New set of transparency standards to help readers assess the quality and reliability of journalism.


More than 75 news organisations have been working together to create a new set of transparency standards that aim to help people easily assess the quality and reliability of journalism. News sites have begun to display ‘Trust Indicators’, which provide clarity on the organisations’ ethics, the journalists’ backgrounds, and how they do their work. The Indicators also show what type of information is being read – news, opinion, analysis or advertising.

Each Indicator is signalled in the article and site code, and Google, Facebook, Bing and Twitter have all agreed to use the indicators and are investigating and piloting ideas about how to best to use them to surface and display quality journalism.

Leading media companies including The German press agency dpa, The Economist, The Globe and Mail, Italy's La Repubblica and La Stampa, Trinity Mirror and The Washington Post are among the companies starting to go live with Trust Indicators this month. Other organisations including BBC and Hearst Television helped to define the Trust Indicator editorial and technical standards. A growing number of news outlets are expected to display the indicators over the next six months.

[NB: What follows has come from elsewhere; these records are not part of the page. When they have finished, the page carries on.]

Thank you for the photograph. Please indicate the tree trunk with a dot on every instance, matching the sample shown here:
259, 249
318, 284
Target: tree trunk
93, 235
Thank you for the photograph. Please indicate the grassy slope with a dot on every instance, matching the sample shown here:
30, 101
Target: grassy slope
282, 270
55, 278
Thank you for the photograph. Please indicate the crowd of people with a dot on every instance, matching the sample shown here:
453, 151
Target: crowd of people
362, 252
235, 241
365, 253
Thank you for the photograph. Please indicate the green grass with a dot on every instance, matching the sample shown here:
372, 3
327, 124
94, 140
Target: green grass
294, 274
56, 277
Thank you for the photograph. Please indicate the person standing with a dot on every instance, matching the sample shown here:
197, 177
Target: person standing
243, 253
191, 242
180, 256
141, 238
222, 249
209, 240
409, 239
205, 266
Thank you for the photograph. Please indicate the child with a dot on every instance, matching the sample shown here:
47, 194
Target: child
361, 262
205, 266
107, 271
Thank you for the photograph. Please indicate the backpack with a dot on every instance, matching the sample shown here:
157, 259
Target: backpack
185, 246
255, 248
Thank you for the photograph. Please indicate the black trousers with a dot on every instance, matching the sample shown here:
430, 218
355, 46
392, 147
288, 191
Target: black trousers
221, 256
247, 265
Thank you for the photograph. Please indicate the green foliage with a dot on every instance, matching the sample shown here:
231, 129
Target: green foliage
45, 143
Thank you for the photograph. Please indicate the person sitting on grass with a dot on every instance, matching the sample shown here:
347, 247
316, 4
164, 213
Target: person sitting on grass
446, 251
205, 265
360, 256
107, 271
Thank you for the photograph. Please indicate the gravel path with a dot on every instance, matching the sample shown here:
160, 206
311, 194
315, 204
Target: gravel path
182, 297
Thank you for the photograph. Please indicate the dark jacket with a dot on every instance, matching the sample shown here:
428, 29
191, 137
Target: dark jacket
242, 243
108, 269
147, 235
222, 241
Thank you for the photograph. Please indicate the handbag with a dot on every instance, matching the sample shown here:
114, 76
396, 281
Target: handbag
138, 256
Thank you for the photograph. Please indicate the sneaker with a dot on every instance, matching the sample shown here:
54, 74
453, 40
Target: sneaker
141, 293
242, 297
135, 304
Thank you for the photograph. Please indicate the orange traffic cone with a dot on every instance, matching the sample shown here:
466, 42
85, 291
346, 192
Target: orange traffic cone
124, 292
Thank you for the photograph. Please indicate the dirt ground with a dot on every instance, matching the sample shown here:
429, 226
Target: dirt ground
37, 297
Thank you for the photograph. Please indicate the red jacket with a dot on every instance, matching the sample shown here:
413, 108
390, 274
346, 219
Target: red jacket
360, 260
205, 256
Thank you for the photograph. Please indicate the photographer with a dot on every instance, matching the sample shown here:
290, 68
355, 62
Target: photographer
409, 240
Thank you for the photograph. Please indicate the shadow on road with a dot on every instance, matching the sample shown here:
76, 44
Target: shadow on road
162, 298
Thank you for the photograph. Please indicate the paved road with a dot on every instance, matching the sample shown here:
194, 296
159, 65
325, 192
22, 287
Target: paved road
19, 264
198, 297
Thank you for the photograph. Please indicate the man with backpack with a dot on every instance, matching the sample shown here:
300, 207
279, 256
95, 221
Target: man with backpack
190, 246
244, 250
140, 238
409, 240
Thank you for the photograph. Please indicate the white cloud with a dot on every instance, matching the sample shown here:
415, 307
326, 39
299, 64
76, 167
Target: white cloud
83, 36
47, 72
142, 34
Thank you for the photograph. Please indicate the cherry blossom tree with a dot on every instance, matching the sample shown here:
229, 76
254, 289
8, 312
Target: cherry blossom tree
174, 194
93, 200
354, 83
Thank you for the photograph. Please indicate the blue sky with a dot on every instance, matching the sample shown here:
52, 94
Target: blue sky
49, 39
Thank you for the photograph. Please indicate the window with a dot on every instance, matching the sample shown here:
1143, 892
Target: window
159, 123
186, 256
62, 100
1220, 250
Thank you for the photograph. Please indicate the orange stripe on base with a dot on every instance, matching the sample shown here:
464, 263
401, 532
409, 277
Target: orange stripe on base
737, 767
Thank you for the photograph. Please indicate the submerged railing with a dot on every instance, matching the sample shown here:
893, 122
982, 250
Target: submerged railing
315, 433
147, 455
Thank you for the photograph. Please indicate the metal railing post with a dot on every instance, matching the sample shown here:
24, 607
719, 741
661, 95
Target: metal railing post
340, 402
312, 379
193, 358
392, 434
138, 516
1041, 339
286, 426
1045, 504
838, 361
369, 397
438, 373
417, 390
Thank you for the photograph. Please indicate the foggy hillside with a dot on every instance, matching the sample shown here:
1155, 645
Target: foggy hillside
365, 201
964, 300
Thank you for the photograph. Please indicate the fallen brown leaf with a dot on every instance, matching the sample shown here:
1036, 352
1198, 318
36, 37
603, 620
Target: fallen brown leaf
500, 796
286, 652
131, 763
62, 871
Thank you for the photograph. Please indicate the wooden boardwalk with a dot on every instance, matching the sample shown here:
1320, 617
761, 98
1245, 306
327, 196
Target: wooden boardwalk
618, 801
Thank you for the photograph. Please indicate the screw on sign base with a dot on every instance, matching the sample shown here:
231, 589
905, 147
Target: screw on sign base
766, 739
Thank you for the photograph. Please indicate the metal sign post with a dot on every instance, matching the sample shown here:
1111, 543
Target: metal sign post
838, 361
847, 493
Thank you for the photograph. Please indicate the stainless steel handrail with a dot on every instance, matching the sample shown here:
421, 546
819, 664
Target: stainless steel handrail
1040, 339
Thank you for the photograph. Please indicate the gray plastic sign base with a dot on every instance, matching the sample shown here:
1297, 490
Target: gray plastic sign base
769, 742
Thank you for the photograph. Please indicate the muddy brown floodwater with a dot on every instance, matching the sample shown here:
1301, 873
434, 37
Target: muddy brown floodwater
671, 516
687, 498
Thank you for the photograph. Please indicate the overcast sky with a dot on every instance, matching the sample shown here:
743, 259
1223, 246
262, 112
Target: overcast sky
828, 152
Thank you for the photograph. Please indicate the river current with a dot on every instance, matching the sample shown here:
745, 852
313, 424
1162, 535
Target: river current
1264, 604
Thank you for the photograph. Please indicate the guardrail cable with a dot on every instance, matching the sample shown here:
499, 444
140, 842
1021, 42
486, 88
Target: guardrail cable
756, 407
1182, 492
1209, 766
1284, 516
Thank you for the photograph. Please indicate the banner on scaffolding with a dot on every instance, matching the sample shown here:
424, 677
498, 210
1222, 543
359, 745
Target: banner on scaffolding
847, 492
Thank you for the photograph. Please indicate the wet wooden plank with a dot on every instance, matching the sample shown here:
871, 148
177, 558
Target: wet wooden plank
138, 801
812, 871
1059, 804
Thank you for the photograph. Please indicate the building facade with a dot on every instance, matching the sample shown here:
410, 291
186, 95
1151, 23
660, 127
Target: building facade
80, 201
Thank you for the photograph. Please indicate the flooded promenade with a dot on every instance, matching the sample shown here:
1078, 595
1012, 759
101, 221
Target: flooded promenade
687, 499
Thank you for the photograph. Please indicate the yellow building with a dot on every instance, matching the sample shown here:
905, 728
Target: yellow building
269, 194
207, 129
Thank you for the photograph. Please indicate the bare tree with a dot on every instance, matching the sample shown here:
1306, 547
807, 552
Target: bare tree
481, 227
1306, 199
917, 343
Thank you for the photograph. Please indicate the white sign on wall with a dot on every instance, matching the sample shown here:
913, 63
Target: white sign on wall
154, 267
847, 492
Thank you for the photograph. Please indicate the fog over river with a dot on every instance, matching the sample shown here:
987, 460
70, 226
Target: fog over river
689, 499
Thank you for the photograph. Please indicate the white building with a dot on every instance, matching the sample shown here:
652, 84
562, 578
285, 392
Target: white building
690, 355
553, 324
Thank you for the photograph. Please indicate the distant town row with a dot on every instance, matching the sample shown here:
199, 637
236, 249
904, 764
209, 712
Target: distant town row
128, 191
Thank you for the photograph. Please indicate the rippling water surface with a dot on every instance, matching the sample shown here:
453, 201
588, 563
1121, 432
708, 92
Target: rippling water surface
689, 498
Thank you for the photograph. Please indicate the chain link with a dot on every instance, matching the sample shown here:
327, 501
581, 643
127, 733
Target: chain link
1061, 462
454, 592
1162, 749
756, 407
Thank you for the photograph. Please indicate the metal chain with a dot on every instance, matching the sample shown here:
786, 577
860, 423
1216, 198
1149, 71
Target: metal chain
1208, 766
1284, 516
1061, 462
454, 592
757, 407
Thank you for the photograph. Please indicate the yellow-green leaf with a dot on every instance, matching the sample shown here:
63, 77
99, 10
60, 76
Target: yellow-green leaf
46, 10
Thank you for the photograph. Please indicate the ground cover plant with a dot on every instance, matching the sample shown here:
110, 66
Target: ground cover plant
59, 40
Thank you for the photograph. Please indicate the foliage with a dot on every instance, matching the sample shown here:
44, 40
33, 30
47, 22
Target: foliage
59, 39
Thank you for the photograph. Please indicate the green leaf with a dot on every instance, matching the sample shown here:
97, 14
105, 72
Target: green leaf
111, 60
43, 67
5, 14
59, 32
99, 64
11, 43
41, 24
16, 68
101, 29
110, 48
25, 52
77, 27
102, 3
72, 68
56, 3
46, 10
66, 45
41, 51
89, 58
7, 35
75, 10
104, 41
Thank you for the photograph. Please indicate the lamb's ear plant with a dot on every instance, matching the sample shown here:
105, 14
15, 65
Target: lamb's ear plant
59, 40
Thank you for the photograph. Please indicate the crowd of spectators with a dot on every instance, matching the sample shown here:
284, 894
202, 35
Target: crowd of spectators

The eight core indicators which underpin the project are: 

  • Best Practices: What Are Your Standards? Who funds the news outlet? What is the outlet’s mission? Plus commitments to ethics, diverse voices, accuracy, making corrections and other standards.
  • Author Expertise: Who Reported This? Details about the journalist who wrote the story, including expertise and other stories they have worked on.
  • Type of Work: What Is This? Labels to distinguish opinion, analysis and advertiser (or sponsored) content from news reports.
  • Citations and References: For investigative or in-depth stories, greater access to the sources behind the facts and assertions.
  • Methods:  Also for in-depth stories, information about why reporters chose to pursue a story and how they went about the process.
  • Locally Sourced? Lets people know when the story has local origin or expertise.
  • Diverse Voices: A newsroom’s efforts to bring in diverse perspectives.
  • Actionable Feedback: A newsroom’s efforts to engage the public’s help in setting coverage priorities, contributing to the reporting process, ensuring accuracy and other areas.

The Trust Project is hosted by Santa Clara University’s Markkula Center for Applied Ethics.